Corosync on a home network - Discuss

10 Sep 2017


      I've been trying to build a model cluster using three virtual machines
on my home server.  Each VM boots off its own dedicated partition
(CentOS 7.3).  One partition is designated to be the common /home
partition for the VMs, (on the real machine it will mount as /cluster).
I'm intending to run GFS2 on the shared partition, so I need to
configure DLM and corosync.  That's where I'm getting bogged down.
The VMs and the real machine are bridged onto one ethernet.  There is
another ethernet in the main machine on a different network, but that is
not used for clustering.  The ethernet port is connected to a switch
which in turn connects to a BT Home Hub 6.  All four adresses are
static, Network Manager is off, ssh works across the nodes without a
password and ping gives sensible times.
--------------%<-------------------
# brctl show
bridge name	bridge id	STP enabled	interfaces
br3		XXXXXXXXX	no		enp3s0
    					vnet0
    					vnet1
    					vnet2
virbr0		XXXXXXXXX	yes		virbr0-nic
--------------%<-------------------
When I start corosync each node starts up but does not see the others.
For instance I see:
--------------%<----------------------
# corosync-quorumtool
Quorum information
------------------
Date:             Sun Sep 10 12:56:56 2017
Quorum provider:  corosync_votequorum
Nodes:            1
Node ID:          3
Ring ID:          3/28648
Quorate:          No
Votequorum information
----------------------
Expected votes:   4
Highest expected: 4
Total votes:      1
Quorum:           3 Activity blocked
Flags:
Membership information
----------------------
    Nodeid      Votes Name
         3          1 192.168.1.52 (local)

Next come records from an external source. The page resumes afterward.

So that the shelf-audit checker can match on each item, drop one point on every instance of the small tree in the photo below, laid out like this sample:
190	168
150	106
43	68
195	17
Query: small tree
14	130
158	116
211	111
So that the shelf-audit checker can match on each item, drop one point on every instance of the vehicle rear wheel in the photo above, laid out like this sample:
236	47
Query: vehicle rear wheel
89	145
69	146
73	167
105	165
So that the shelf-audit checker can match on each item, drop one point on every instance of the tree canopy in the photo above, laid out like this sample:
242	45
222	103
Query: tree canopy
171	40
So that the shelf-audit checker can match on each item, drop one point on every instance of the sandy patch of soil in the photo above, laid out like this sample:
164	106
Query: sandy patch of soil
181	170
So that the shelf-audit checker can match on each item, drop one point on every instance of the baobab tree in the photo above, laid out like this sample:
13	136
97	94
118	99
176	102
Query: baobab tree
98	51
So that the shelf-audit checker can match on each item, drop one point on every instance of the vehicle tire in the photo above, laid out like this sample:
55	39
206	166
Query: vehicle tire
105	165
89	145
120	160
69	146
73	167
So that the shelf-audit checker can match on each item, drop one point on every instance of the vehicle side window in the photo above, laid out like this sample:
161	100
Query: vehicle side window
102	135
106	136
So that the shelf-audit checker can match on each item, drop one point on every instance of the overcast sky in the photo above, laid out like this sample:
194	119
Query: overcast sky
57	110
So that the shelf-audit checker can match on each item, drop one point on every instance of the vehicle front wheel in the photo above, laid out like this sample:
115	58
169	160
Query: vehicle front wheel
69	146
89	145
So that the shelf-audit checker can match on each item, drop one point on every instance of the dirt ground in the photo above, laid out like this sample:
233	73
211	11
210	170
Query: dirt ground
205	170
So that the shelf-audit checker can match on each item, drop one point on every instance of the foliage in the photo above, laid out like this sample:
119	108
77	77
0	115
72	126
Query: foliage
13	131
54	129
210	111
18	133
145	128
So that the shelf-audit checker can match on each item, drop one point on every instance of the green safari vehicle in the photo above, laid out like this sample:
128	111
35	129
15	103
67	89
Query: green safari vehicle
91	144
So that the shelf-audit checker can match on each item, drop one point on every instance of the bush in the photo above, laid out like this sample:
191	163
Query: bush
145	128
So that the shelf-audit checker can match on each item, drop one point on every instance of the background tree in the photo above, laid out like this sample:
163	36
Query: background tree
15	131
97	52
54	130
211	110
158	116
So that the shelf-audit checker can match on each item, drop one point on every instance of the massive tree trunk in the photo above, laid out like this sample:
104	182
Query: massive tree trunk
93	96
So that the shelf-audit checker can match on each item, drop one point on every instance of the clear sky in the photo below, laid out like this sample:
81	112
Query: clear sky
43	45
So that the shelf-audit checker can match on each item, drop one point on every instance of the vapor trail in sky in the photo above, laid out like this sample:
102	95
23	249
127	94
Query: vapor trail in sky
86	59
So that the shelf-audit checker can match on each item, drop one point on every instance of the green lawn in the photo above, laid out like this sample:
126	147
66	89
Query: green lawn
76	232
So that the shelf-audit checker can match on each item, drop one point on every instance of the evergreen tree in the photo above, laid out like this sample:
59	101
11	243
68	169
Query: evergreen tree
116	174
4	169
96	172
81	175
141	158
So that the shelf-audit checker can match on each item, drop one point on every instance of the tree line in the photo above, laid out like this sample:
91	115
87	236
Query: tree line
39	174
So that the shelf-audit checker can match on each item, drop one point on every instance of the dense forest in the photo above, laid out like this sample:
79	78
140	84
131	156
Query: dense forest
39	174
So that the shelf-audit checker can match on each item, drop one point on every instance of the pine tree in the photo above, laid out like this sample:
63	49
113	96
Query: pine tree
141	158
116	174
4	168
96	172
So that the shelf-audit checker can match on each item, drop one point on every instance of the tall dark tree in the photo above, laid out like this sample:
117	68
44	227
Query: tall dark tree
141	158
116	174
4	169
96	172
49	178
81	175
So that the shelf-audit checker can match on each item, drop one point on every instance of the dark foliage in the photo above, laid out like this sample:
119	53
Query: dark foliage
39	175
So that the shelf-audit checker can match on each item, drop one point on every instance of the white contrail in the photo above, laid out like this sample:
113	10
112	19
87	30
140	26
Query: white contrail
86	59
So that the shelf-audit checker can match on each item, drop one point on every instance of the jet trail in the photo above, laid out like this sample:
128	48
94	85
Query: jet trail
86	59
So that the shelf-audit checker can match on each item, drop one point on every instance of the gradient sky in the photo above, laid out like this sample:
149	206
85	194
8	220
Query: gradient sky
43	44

----------------%<-------------------
All four nodes are similar, but with different node IDs, IP addresses
and Ring IDs.
The documentation warns that not all routers will handle multicast
datagrams correctly.  I therefore attempted to force unicast
communication by making the following changes from the distributed
corosync.conf:
transport: updu
    cluster_name: <set to the same as the domain>
#	crypto_cipher: none
#	crypto_hash: none
#		mcastaddr: 239.255.1.1
#		mcastport: 5405
#		ttl: 1
The following are unchanged:
version: 2
    secauth: off
    	ringnumber: 0
    	bindnetaddr: 192.168.1.0
The nodelist is:
---------%<----------------
nodelist {
    node {
    	ring0_addr: 192.168.1.2
    	nodeid: 1
    }
    node {
    	ring0_addr: 192.168.1.51
    	nodeid: 2
    }
    node {
    	ring0_addr: 192.168.1.52
    	nodeid: 3
    }
    node {
    	ring0_addr: 192.168.1.53
    	nodeid: 4
    }
}
--------%<------------------
logging and quorum are as supplied.
Any help will be gratefully received.
Regards,
Martin